Tutto è possibile, di Elizabeth Strout

 

tuttoQuanta sapienza, quanta delicatezza, quanta grazia possiede questa scrittrice nel descrivere così in profondità l’animo umano.
Lo fa in maniera così visivamente potente che ti senti imbarazzato, nell’assistere al dolore dei suoi personaggi, al momento in cui il dolore li assale e li piega.
Quanta sapienza nel descrivere la vita di una piccola comunità, dove tutti pensano di conoscere l’amico, il vicino, il familiare, e da questo presunto sapere fanno nascere diffidenze, rancori, pregiudizi. E invece no. Nessuno conosce l’altro, e nessuno vuol farsi conoscere.

“come si fa a dire? Non si sa mai niente, e chi pensa invece di saperne qualcosa, beh, è gente candidata a sorprese belle grosse.”

Soprattutto i fallimenti, pesano. Pesano nell’infanzia e te li trascini per tutta la vita. Tutta questa piccola umanità che vive sotto un cielo sterminato, in mezzo a campi di mais senza fine, schiacciata da questa Terra troppo vasta.
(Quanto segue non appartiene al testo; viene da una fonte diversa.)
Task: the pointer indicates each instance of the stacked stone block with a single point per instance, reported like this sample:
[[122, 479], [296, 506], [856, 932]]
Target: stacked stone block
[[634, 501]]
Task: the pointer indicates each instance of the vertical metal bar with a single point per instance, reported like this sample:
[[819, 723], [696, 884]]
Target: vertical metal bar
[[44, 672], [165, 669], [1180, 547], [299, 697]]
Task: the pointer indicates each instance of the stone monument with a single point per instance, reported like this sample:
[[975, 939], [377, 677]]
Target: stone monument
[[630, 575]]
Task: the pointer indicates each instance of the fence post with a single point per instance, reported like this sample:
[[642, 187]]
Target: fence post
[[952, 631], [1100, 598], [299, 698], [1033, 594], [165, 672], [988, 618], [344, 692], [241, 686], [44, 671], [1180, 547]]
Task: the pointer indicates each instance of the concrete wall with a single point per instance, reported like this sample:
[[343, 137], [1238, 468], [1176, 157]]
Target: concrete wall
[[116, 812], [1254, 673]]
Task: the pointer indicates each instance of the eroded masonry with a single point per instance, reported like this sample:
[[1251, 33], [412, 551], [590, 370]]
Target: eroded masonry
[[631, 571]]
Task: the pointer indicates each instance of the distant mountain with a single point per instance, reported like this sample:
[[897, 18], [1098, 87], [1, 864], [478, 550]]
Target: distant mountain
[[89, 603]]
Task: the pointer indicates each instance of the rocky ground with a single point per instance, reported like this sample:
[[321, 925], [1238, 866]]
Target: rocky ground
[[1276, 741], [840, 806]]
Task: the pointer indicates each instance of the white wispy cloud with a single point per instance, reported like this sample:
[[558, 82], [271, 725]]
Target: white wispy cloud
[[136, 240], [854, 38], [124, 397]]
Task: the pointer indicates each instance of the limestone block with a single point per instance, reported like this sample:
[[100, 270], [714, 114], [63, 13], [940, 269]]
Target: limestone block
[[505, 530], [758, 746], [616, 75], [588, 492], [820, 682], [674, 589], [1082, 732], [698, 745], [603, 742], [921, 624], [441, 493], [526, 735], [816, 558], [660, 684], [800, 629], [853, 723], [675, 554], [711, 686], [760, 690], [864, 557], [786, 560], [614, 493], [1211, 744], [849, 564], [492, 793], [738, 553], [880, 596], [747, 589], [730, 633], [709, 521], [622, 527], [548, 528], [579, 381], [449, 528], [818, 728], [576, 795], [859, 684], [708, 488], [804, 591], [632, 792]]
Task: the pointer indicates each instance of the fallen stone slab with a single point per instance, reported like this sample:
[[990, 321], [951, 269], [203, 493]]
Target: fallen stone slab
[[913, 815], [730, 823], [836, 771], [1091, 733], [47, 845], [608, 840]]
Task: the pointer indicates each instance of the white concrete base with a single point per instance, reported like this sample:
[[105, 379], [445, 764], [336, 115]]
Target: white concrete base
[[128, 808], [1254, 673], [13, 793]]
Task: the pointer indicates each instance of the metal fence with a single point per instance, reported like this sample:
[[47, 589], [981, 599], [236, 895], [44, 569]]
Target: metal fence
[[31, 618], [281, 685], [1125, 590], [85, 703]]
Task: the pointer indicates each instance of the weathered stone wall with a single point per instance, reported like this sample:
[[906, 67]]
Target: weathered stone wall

Ma la Strout, come sempre, non condanna, non giudica.
La Strout abbraccia, accarezza questa umanità che lei stessa crea.
La Strout concede a tutti il proprio momento di grazia, di luce, di liberazione. Il riscatto, la possibilità di lasciarsi tutto alle spalle, anche se niente viene dimenticato. Il coraggio di rivivere, di ripartire. Perché siamo tutti fatti di passato e di presente, di dolori e di sofferenze, di fallimenti e di momenti tragici, così come di passioni e tenerezze, e tutti possiamo dare un senso a questo.
E quando arriva il momento in cui gli uomini e le donne si sentono illuminati dal raggio di sole dell’empatia, ecco il vero riscatto consapevole, ecco la vera umanità, il momento per cui valeva la pena vivere:

“E per un istante Annie rifletté su questo: che suo fratello e sua sorella, brave persone, serie, perbene, equilibrate, non avevano mai conosciuto la passione che porta un uomo a rischiare tutto quello che ha, a mettere a repentaglio ciò che gli è più caro, semplicemente per essere vicino al bagliore accecante del sole che per quell’istante sembra capace di lasciarsi la terra alle spalle.”

E arriva il momento in cui capisci che davvero tutto è possibile, in questa nostra esistenza.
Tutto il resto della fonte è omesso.